All of it is different shades of brown, like he's trying to blend in with the ground. He's fine with the color, it's just odd to not be in dark blues and blacks. He's intrigued by the presence of a few pouches on his side, weighed down a bit and all clearly full of different things.

He reaches into one, standing as he does, and finds odd little stones of yellow, chalky in color but smooth in the way resin is when he runs his fingers over it.

He knows what these are! Spirit Stones!

In the game, there were three types of currency, ranging from what you could get from normal NPCs to what most people just resorted to buying. Spirit powders were pretty simple, the most basic thing you could get. He had, according to nearly all his online friends, too many of them. Then again, he spent the most time just exploring the world, while many others went to dungeons or wildernesses.
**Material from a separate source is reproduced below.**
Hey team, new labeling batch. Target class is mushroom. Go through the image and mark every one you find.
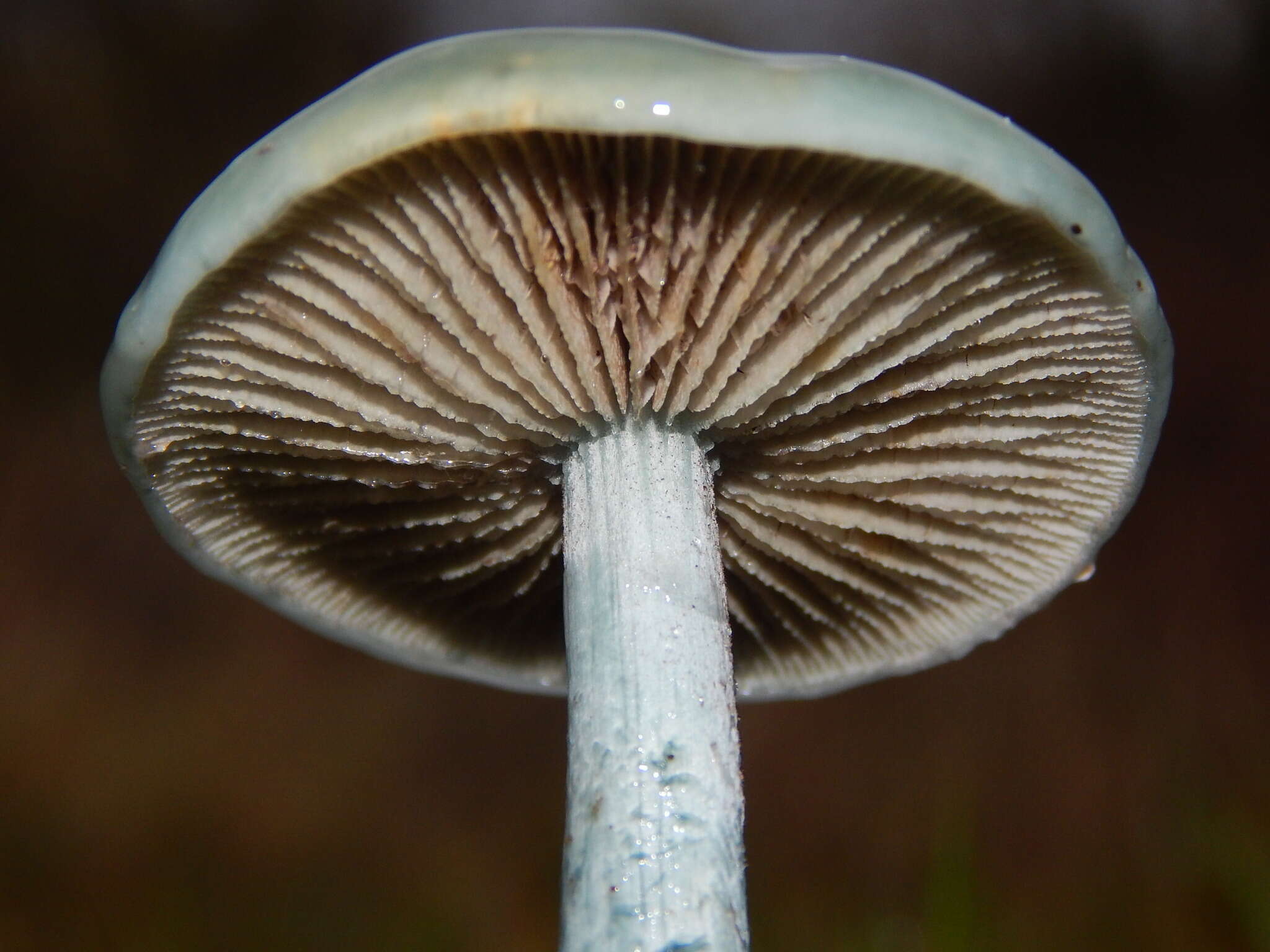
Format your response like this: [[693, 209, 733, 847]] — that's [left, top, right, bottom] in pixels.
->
[[103, 30, 1170, 950]]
Spirit powders could buy anything from most NPCs, given most were just normal people. They also could be traded 10 for 1 spirit stone. That was the most useful in the long-term play, as they could buy most everything that was magical or not found in the real world.
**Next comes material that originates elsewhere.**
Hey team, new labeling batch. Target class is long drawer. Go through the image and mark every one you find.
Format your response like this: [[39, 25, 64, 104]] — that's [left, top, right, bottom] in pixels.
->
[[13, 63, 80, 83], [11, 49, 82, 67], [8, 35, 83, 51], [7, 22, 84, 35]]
For 500, you could get a spirit jade, and those were ones he had issues with. He personally never spent a single one, just out of principle. They were the currency that either took forever to get, because you could only trade with a specific group of NPCs in a specific place to get them, or you could buy them with actual money.

He's never been a fan of that, in any game. A few, sure, when they made it worth it to play the game and feasible to do so without the purchase, and it was more "buy a small thing, get a big game boost or outcome". Charging hundreds for fake currency? Not his cup of tea.

Regardless, if he's, for whatever reason, in the game or something like it, then he's holding money in his hand. Weird yellow rocks, sure, but still useable.

He counts the amount in there. There's at least 10, which was about the same as you got starting the game. He checks the other pouches just to know what's inside.

One has a bunch of herbs, one has several pieces of what he thinks are dried roots, and the last has a bunch of little bundles. They look like spirit powders, which would be great, because if there's a few dozen in there, that's a few more stones.

As he's told many a friend, he's not greedy, just incredibly motivated to have lots of things. They can be cheap, small, worthless to others, but he likes having lots of things.

Hence why he has lots of useless cardboard pieces he got from little plastic packages. And the board filled with badges and pins. And the bags of dice ranging from RPG to a really nice set of bone dice he hasn't taken out of the wrappings yet.

Focus, Cade.

He looks around, hoping for some sort of information. Is this a simulation? An afterlife? Some weird lucid dream so he thinks he's not dreaming but actually is?

He thinks he remembers some terms for if this is just a real actual world. What is it, isekai? No, that was more specific. Uh, transmigrating? Transmigration, that's it. Barek always talks about that stuff, usually because people do a lot of things with such a vague genre.

Any world and any person.

If this is his world, what is his person?

Surely he'll get some information from something... right?